Accepted labels: min, max, avg, and any p<N> (e.g. p50, p90, p95, p99).

Config layering

Four layers compose into the effective config, in this precedence order (each layer overlays the previous):

  1. Built-in pydantic defaultsruns = 3, warmup = 1, trunk = "master", etc.

  2. scripts/benchmark.toml — the committed defaults shipped with the repo. Defines [bench.grep], [bench.find], [bench.search], [bench.import-time] for agentgrep against libtmux.

  3. scripts/benchmark.local.toml — per-machine overrides (gitignored). Copy scripts/benchmark.local.toml.example to start.

  4. CLI flags--runs N, --warmup N, --query STR, --commands grep,find always trump the TOML.

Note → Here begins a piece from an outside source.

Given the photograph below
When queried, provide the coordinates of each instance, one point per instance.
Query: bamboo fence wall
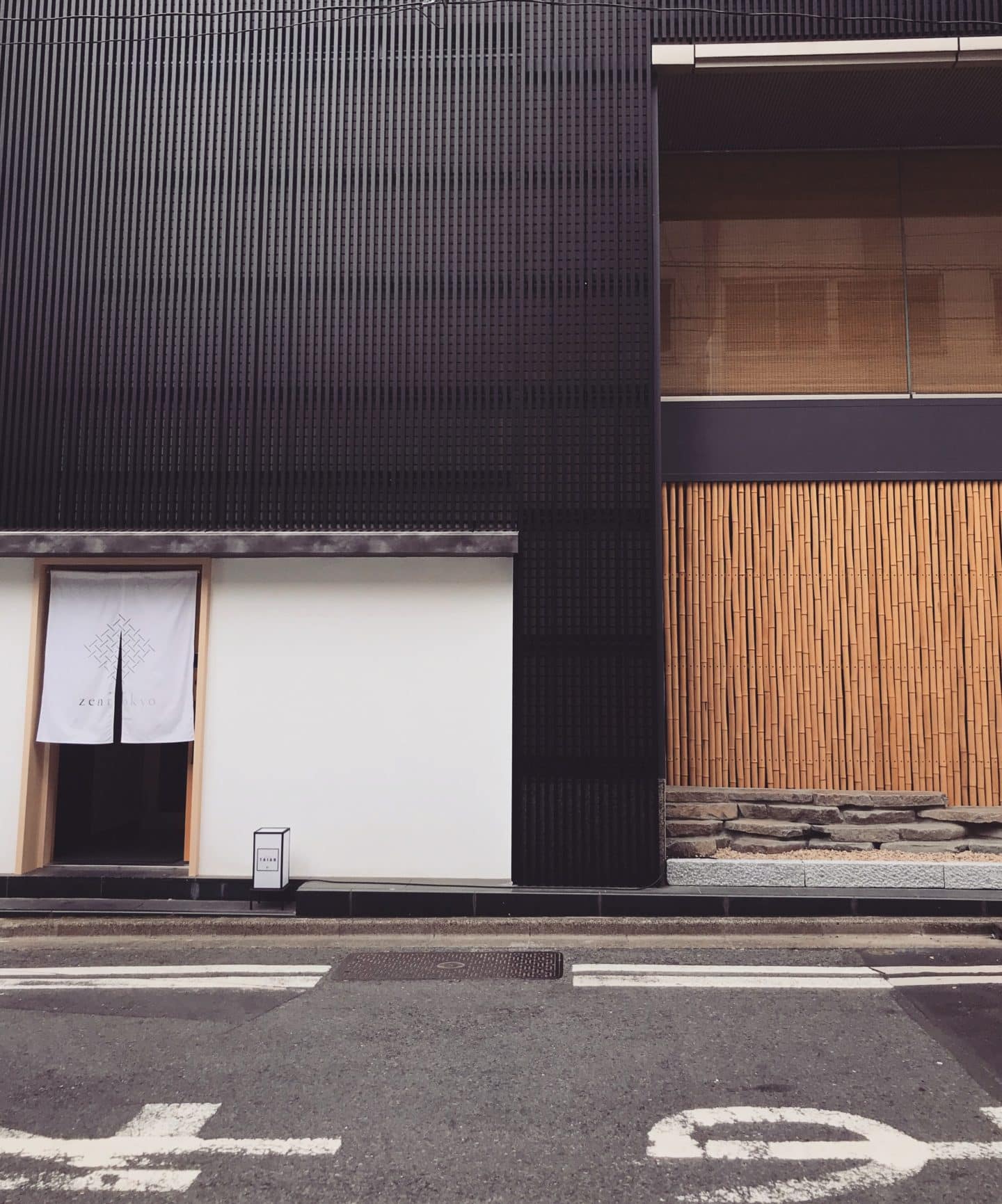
(840, 636)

Deep-merge semantics: only the keys you set in a higher layer are replaced. So adding [bench.fuzzy] in benchmark.local.toml extends the bench set without disturbing the existing entries.

Templating

Command strings in [bench.X].command support these placeholders:

Token

Value

{venv}

[settings].venv (default .venv)

{query}

per-bench default_query, or --query STR

{sha}

full commit SHA being benchmarked

{short_sha}

first seven chars

{repo}

repo root absolute path

Unknown placeholders raise — the harness fails loud rather than emit a broken command.

Safety

  • Dirty-tree refusal. The script aborts on uncommitted changes unless --allow-dirty is passed. Per-commit benchmarks shred the worktree via git checkout; running them on top of uncommitted work would silently roll your edits forward into the wrong commit.

  • HEAD restore on exit. An atexit hook plus SIGINT / SIGTERM trap restores the original ref (branch name or HEAD SHA) on every exit path. Pass --keep-checkout to disable the trap when you want to iterate on a checked-out commit after the run.

  • Per-commit isolation. Each iteration runs git checkout + (by default) uv sync to rebuild .venv against the current source. --no-sync skips the sync if the wheel happens to be ABI-compatible across the range you’re testing.

When to skip the harness

The harness is a developer tool, not a CI gate. It expects:

  • A clean worktree (or --allow-dirty).

  • A repo where every commit in the range builds — failed uv sync marks the row sync_fail and moves on, but a wide swath of unbuildable history makes the output less useful.

  • Hyperfine on PATH for the default timing path. The pure-Python fallback (--no-hyperfine, or simply not having hyperfine installed) is portable but produces noisier samples.